Matthew 5:38-48 “Here’s another old saying that deserves a second look: ‘Eye for eye, tooth for tooth.’ Is that going to get us anywhere? Here’s what I propose: ‘Don’t hit back at all.’ If someone strikes you, stand there and take it. If someone drags you into court and sues for the shirt off your back, gift wrap your best coat and make a present of it. And if someone takes unfair advantage of you, use the occasion to practice the servant life. No more tit-for-tat stuff. Live generously. You’re familiar with the old written law, ‘Love your friend,’ and its unwritten companion, ‘Hate your enemy.’ I’m challenging that. I’m telling you to love your enemies.

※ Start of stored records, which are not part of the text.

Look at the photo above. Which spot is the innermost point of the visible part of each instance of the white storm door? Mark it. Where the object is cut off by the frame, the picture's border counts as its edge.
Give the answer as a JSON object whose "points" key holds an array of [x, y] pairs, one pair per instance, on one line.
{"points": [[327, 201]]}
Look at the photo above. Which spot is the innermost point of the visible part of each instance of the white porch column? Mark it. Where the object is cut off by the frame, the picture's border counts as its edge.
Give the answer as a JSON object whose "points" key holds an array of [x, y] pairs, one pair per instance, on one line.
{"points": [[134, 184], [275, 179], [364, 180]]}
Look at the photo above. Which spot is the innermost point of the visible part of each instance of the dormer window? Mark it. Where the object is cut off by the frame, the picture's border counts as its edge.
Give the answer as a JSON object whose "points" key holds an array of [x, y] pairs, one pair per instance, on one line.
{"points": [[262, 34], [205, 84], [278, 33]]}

Let them bring out the best in you, not the worst. When someone gives you a hard time, respond with the energies of prayer, for then you are working out of your true selves, your God-created selves. This is what God does. He gives his best—the sun to warm and the rain to nourish—to everyone, regardless: the good and bad, the nice and nasty. If all you do is love the lovable, do you expect a bonus? Anybody can do that. If you simply say hello to those who greet you, do you expect a medal? Any run-of-the-mill sinner does that. “In a word, what I’m saying is, Grow up. You’re kingdom subjects. Now live like it. Live out your God-created identity. Live generously and graciously toward others, the way God lives toward you.”

Galatians 6:1  “Dear brothers and sisters, if another believer is overcome by some sin, you who are godly should gently and humbly help that person back onto the right path. And be careful not to fall into the same temptation yourself.”

1 John 4:18  “There is no fear in love [dread does not exist], but full-grown (complete, perfect) love turns fear out of doors and expels every trace of terror! For fear brings with it the thought of punishment, and [so] he who is afraid has not reached the full maturity of love [is not yet grown into love’s complete perfection].”

Beloved – let us be diligent, wise and indulge God’s heart of love and hope and not our wounding and misperception that somehow we can shame or coerce others into doing the right thing.  If people want to be right with full blown indignation and contempt – it can be done and is done daily, ad nauseam.  But, God has chosen and modeled a different way. His people will manifest that they belong to Him by shining His heart.  It is true that people will still make their choices – outcomes are not up to us.  But, fear never overcomes fear – only love can do that.  Our job is not to make others behave – it is to display and invite them into the glorious divine dance with Love.  And Love – Love amazingly does all the rest.